National Museum of Iran is a state museum under the auspices of the Ministry of Cultural Heritage, Tourism, and Handicrafts. The Museum consists of the Iran Bastan Museum (Ancient Iran) and the Museum of Islamic Archaeology and Art of Iran, as well as eight research departments, the conservation department, the library and the archives. The research departments are organized by specific archaeological and historical periods and topics. This Museum houses the largest collections of archaeological objects in the country. Dating from the Paleolithic to the late Islamic period, the collections represent more than a million years of human settlement and cultural achievement in Iran. The Paleolithic personal ornaments, clay and human figurines from the early village communities, earliest evidence of administrative technology and writing from the 4th millennium BC, Persepolis stone reliefs and capitals, Parthian life-size bronze statue of the “Shami Man”, natural mummy of a man called “Salt Man,” the Ilkhanid Mihrab (prayer niche) of Dar-e Behesht, and the pen and ink (Siah Qalam) paintings by Reza Abbasi of the Safavid period are among the important objects in the museum.
Ancient Iran
The Ancient Iran Museum is the first building in Iran specifically designed and built as a museum. It was designed by the French architect André Godard and constructed by two Iranian masons, Abbas-Ali Me’mar and Morad Tabrizi between 1933 -1936. Its façade and portico were inspired by the famous arch of Taq-e Kasra of Ctesiphon, one of the famous examples of the architecture of the Sassanian period; the building’s brickwork exhibits the Persian tradition of brick construction.

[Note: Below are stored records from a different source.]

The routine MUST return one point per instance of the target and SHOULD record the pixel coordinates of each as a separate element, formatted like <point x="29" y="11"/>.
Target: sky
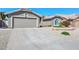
<point x="46" y="11"/>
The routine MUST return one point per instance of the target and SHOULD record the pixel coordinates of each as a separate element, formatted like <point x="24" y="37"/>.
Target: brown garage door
<point x="24" y="23"/>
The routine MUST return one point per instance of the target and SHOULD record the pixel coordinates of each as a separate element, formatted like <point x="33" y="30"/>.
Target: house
<point x="23" y="18"/>
<point x="56" y="20"/>
<point x="2" y="21"/>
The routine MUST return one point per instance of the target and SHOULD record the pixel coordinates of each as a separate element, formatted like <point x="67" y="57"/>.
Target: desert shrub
<point x="65" y="23"/>
<point x="65" y="33"/>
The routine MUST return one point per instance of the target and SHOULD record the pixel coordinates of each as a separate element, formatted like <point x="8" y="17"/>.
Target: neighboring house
<point x="23" y="19"/>
<point x="56" y="20"/>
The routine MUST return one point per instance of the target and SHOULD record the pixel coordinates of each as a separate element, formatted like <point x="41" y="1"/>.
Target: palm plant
<point x="2" y="16"/>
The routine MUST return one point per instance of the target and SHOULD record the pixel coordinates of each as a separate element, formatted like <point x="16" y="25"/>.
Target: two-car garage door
<point x="24" y="23"/>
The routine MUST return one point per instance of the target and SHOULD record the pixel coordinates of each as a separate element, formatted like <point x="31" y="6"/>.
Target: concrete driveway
<point x="42" y="39"/>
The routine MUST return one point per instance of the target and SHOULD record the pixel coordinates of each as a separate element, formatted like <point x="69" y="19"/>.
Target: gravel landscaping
<point x="38" y="39"/>
<point x="4" y="36"/>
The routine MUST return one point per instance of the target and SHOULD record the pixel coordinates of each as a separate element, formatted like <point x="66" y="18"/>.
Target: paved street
<point x="38" y="39"/>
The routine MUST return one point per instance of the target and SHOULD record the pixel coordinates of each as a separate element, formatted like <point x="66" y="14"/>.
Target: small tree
<point x="66" y="23"/>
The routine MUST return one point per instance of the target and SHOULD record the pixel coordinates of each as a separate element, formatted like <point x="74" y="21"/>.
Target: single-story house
<point x="57" y="19"/>
<point x="23" y="18"/>
<point x="2" y="21"/>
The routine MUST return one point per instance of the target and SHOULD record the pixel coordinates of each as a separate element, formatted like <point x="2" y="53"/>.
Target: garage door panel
<point x="24" y="23"/>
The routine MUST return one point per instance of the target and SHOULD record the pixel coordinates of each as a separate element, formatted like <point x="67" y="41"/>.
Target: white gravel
<point x="42" y="39"/>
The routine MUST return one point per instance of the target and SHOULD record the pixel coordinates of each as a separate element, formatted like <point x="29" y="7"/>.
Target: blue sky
<point x="47" y="11"/>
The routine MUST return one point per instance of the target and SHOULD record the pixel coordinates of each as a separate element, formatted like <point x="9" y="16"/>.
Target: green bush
<point x="65" y="33"/>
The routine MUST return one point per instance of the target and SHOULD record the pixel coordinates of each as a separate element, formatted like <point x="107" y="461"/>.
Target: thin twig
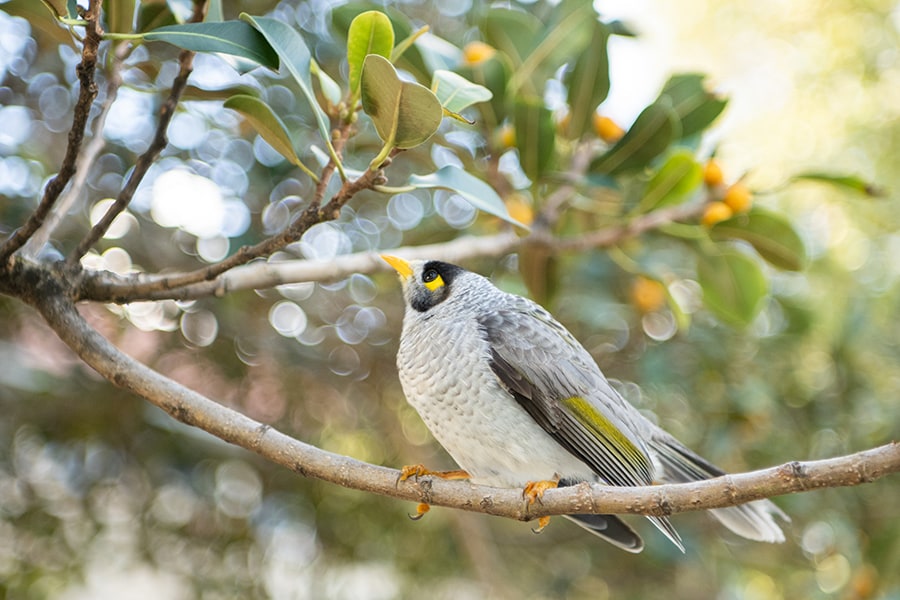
<point x="109" y="287"/>
<point x="129" y="288"/>
<point x="49" y="296"/>
<point x="85" y="160"/>
<point x="86" y="96"/>
<point x="144" y="162"/>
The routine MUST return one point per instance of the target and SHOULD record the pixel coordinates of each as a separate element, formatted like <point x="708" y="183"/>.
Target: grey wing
<point x="545" y="368"/>
<point x="558" y="383"/>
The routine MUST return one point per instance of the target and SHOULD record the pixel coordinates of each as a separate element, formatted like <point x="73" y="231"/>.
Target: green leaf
<point x="405" y="113"/>
<point x="456" y="93"/>
<point x="770" y="234"/>
<point x="478" y="193"/>
<point x="493" y="75"/>
<point x="193" y="92"/>
<point x="566" y="35"/>
<point x="539" y="267"/>
<point x="292" y="51"/>
<point x="266" y="122"/>
<point x="153" y="14"/>
<point x="588" y="83"/>
<point x="679" y="176"/>
<point x="214" y="12"/>
<point x="696" y="107"/>
<point x="228" y="37"/>
<point x="513" y="32"/>
<point x="119" y="15"/>
<point x="652" y="132"/>
<point x="535" y="136"/>
<point x="331" y="91"/>
<point x="848" y="182"/>
<point x="370" y="33"/>
<point x="733" y="284"/>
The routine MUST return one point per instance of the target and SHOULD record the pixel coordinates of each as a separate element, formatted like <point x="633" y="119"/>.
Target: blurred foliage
<point x="100" y="493"/>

The permanent exhibition covers a surface area of some 4,800 square meters on two floors and a basement, containing selected artifacts in chronological order, from the Lower Paleolithic period (ca. 1,000,000 years ago) to the end of Sasanian times (651 CE). The first-floor galleries contain prehistoric objects including Paleolithic, Epipaleolithic, Neolithic, and Chalcolithic artifacts. The ground floor galleries contain historic objects including Bronze Age, Elamite, Iron Age, Median, Achaemenid, Seleucid, Parthian, and Sassanian artifacts
Islamic Archaeology and Art of Iran
The Museum of Islamic Archaeology and Art of Iran covers some 4000 square meters with three floors is a part of the National Museum of Iran. Its octagonal plan is inspired by the Sasanid palace at Bishāpur. The museum building was designed by architect Eugene Aftandilian, and its construction began in the 1940s and completed in the1950s. The building was initially used as ethnography museum and for temporary exhibitions. After a period of renovation, the building was reopened in 1996 as the Museum of the Islamic Era. In the summer of 2006, another phase of restoration and reconstruction began, and the new museum was reopened in 2015.
The ground floor is designated as the auditorium and the temporary exhibitions hall. The Islamic artifacts are on display chronologically on the first and second floors. The second floor contains the early Islamic, Seljuq and Ilkhanid periods and the first floor houses the holy Qurān hall, and artifacts of the Timurid, Safavid, Afshār, Zand and Qajar periods.